The Klugers and Hupperts were unusual, not only because they dressed and lived like members of the Catholic bourgeoisie, but also because they strove to provide a countervailing influence to the anti-Semitism around them. They were extremely public-spirited. The Hupperts had donated a park with tennis courts to the city of Wadowice. Dr. Kluger supported an interfaith string quartet which played at his house every week. The men of the family took turns serving as presidents of the Jewish community. According to Darcy O'Brien, the Jews in Wadowice had looked to them for generations "for their often subtle and complex leadership that enabled the two cultures to live in mutual tolerance."

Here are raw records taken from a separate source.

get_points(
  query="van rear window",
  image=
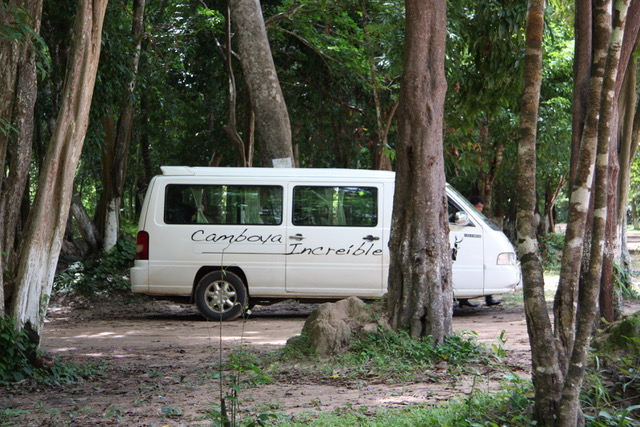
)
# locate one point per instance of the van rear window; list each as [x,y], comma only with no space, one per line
[335,206]
[223,204]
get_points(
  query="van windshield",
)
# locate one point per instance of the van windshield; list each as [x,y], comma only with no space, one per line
[467,206]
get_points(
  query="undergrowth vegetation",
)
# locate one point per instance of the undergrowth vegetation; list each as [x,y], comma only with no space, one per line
[22,360]
[104,275]
[393,356]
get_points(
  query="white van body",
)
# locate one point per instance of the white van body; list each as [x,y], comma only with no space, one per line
[230,237]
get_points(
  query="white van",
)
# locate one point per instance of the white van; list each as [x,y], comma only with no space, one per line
[226,238]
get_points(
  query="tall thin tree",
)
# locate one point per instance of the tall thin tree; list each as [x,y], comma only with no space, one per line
[269,107]
[38,254]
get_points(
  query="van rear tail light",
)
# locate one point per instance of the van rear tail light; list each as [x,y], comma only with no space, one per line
[142,245]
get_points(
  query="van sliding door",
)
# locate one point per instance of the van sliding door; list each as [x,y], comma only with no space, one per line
[335,240]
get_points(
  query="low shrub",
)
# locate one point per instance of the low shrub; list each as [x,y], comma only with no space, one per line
[106,274]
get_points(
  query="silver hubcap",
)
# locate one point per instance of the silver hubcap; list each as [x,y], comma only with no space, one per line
[221,296]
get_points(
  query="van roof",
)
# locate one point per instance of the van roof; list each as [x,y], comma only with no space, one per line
[275,172]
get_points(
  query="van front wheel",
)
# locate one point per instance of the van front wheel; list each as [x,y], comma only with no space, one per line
[220,296]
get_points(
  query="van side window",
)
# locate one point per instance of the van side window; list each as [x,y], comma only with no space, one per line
[335,206]
[457,215]
[223,204]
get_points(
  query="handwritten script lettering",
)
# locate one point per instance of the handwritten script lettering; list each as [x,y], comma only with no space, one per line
[201,236]
[363,249]
[299,248]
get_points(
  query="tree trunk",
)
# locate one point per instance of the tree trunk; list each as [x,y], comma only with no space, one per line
[46,224]
[118,155]
[272,119]
[566,299]
[420,286]
[570,412]
[546,372]
[19,89]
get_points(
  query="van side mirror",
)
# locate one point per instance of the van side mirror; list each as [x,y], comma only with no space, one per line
[461,218]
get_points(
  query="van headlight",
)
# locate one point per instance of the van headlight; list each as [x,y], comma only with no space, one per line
[507,258]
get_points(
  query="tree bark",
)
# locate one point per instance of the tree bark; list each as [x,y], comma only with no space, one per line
[570,413]
[420,288]
[272,118]
[19,89]
[46,223]
[546,372]
[117,155]
[566,299]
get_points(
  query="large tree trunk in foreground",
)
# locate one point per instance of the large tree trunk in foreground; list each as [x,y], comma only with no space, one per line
[116,156]
[546,372]
[570,413]
[566,299]
[272,118]
[420,286]
[18,89]
[39,252]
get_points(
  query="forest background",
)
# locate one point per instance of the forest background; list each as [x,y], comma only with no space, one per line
[169,91]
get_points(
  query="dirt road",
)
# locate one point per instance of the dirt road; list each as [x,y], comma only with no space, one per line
[160,359]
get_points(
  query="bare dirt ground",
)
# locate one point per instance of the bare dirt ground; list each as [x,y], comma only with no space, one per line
[159,359]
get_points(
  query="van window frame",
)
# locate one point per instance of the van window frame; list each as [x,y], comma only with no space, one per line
[335,206]
[223,204]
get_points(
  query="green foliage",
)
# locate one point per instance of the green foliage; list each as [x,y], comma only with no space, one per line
[241,370]
[18,353]
[551,247]
[393,355]
[105,275]
[19,360]
[611,395]
[396,354]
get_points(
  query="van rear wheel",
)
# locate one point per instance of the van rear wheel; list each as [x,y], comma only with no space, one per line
[221,295]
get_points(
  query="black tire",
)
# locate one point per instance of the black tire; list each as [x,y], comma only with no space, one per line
[221,295]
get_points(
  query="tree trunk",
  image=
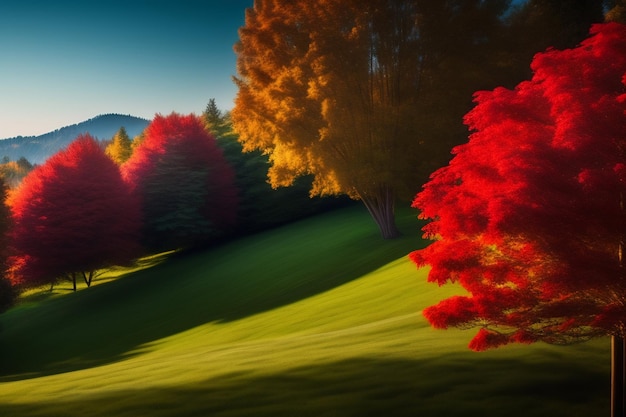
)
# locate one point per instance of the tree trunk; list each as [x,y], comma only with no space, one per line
[382,209]
[617,377]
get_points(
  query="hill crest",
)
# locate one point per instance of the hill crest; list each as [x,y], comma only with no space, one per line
[39,148]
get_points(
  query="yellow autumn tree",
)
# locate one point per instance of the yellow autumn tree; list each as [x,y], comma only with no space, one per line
[366,96]
[120,148]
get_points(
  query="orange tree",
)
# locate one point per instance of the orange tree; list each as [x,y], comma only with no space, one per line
[367,97]
[529,216]
[72,216]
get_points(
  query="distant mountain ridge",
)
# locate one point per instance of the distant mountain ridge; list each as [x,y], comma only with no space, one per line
[39,148]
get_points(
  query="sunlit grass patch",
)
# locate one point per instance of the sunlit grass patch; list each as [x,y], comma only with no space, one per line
[260,328]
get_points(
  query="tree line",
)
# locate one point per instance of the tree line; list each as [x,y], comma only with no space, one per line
[182,183]
[376,101]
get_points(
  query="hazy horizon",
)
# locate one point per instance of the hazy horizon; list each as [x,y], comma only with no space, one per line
[68,61]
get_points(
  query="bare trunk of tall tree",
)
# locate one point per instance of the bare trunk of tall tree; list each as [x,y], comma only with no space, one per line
[618,376]
[381,207]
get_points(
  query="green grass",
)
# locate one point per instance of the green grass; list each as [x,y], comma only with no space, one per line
[319,318]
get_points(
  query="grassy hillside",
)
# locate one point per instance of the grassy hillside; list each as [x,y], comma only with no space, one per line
[319,318]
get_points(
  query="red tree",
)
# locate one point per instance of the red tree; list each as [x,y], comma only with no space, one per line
[185,185]
[72,215]
[529,216]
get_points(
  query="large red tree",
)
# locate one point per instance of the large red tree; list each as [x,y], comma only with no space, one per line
[72,216]
[529,216]
[183,181]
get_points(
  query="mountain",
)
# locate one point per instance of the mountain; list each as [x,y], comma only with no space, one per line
[38,148]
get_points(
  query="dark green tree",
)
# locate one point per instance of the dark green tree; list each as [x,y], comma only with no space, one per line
[184,183]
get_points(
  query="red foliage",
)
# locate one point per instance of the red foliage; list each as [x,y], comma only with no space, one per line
[529,214]
[72,214]
[184,183]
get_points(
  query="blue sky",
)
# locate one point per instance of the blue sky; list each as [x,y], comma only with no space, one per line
[64,61]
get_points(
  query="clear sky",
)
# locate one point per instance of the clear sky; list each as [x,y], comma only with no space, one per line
[66,61]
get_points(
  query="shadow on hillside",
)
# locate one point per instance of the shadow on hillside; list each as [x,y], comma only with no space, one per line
[110,322]
[361,387]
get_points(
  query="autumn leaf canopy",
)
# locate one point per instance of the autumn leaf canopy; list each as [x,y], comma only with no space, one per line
[529,216]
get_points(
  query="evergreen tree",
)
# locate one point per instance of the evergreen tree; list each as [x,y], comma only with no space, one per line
[184,183]
[120,148]
[367,97]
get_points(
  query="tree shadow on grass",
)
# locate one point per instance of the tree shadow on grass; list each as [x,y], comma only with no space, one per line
[362,387]
[111,322]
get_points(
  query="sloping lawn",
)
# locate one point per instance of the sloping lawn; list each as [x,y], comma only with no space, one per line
[319,318]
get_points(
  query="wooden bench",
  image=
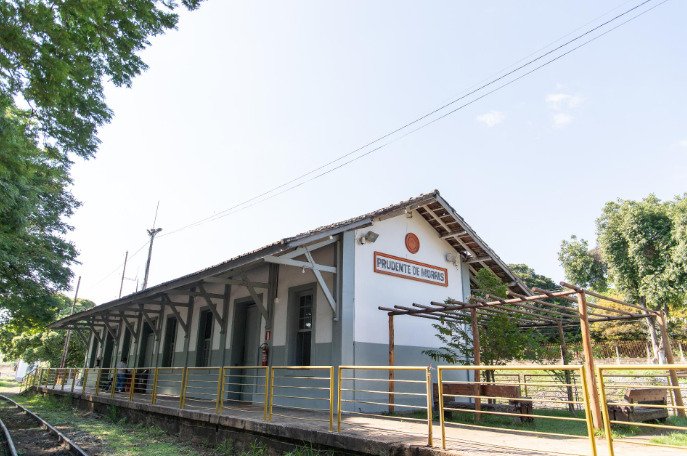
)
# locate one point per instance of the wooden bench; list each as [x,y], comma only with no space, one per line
[633,411]
[516,403]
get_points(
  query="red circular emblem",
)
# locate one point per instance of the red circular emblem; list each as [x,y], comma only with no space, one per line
[412,243]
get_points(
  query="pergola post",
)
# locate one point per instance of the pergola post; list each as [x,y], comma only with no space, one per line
[391,363]
[477,359]
[589,360]
[564,361]
[665,337]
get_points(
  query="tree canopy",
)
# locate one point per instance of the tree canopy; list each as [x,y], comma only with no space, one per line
[501,339]
[640,255]
[38,343]
[641,252]
[55,58]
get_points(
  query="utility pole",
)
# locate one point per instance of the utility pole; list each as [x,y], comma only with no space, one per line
[65,349]
[121,284]
[151,232]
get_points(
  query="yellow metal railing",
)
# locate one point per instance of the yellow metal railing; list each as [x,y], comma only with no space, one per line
[481,399]
[616,393]
[405,395]
[244,388]
[304,389]
[540,393]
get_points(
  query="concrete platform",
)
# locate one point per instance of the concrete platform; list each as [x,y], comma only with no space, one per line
[359,434]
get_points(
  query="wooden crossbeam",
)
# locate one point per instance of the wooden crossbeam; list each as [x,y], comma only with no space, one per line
[213,308]
[256,299]
[148,320]
[129,326]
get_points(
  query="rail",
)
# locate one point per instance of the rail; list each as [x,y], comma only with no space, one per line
[409,393]
[298,391]
[512,398]
[631,407]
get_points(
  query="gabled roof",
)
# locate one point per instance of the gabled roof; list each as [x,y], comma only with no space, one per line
[431,206]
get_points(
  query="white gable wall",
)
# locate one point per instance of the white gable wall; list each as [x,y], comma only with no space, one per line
[373,289]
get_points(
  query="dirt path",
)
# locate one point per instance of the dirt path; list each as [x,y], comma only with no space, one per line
[28,435]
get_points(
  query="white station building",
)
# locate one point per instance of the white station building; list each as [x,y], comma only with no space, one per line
[310,299]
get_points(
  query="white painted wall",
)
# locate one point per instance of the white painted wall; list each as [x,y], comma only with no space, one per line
[290,277]
[374,289]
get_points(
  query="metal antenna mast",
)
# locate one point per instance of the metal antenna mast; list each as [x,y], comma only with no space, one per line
[151,232]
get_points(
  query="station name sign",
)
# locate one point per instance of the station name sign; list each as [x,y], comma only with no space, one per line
[409,269]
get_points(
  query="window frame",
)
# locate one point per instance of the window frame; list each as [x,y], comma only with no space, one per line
[201,340]
[293,320]
[169,343]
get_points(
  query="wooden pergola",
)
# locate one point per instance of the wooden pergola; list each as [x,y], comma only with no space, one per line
[541,309]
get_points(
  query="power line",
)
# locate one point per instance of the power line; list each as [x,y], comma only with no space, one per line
[288,184]
[327,167]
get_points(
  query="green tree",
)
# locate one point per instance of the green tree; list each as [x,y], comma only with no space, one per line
[583,266]
[641,254]
[54,59]
[36,342]
[501,339]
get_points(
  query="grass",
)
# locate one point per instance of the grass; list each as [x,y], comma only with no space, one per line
[120,438]
[117,437]
[574,428]
[7,385]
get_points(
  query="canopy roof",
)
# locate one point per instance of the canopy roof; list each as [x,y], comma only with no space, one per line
[539,309]
[431,206]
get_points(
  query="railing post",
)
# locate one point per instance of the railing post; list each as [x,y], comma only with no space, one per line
[331,398]
[266,393]
[84,380]
[271,392]
[587,409]
[338,400]
[132,385]
[182,393]
[97,381]
[113,383]
[153,393]
[220,391]
[428,387]
[440,388]
[604,411]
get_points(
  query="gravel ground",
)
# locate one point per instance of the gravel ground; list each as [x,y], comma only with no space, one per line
[29,438]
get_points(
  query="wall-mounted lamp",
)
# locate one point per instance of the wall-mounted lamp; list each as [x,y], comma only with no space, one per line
[368,238]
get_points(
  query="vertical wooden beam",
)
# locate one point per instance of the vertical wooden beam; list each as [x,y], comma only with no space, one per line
[189,323]
[158,336]
[589,360]
[224,329]
[137,340]
[391,363]
[670,359]
[477,359]
[564,361]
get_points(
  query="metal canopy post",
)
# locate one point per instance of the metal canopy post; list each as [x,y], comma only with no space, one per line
[477,359]
[589,360]
[674,382]
[564,361]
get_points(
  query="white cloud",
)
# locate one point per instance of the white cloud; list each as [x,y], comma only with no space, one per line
[561,100]
[491,118]
[561,119]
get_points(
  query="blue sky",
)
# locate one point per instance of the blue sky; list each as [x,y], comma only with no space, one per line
[246,95]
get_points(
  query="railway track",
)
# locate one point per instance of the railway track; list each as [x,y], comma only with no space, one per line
[24,433]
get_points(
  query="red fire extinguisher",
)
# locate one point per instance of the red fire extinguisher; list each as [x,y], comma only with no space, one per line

O'Brien even describes a daily ritual that illustrated the special harmony the Klugers and Hupperts tried to cultivate in Wadowice. "The ritual of the old priest and the woman was always the same. Canon Prochownik would appear at the door of Mrs. Huppert's house at the corner of Zatorska Street on the north side of the square, where she would be waiting for him, sporting a parasol if the sun beat down...The pair inched along toward the church and passed it by, proceeding to the right, talking...Each time Canon Prochownik escorted Mrs. Huppert around the square, it was a sign that all was well between Catholics and Jews."

Dr. Kluger was a practicing Jew who rejected Jewish separatism. When Moishe Kussawiecki, one of the great cantors and opera singers, performed at the Wadowice synagogue, Dr. Kluger invited several Catholics, among them Lieutenant Wojtyla and Karol. As president of the Jewish community, he raised money to support the Jewish poor, saw that all religious facilities were maintained, and provided Kosher food for the Jewish soldiers stationed in Wadowice. At the same time, he spoke Polish and forbade his family to speak Yiddish. And yet, though he felt strongly about being mainstream, he encouraged Jerzy, his son, to report to his history class on the rise of anti-Semitism in the national press. In short, Jerzy was raised to be free-thinking and independent.

Karol Wojtyla was not. He was raised as a Polish Catholic. He recited the Good Friday Reproaches and could not have missed the crowds' cries of "Christ killers" at Kalwaria. Yet Karol Wojtyla never displayed even a hint of personal anti-Semitism. The sole Jewish survivor of the Wadowice ghetto still living in Poland, Zygmund Ehrenhalt, attended the public school with Wojtyla and Jerzy Kluger. He said there were anti-Semitic students, but that Karol "was one of those whose behavior was model."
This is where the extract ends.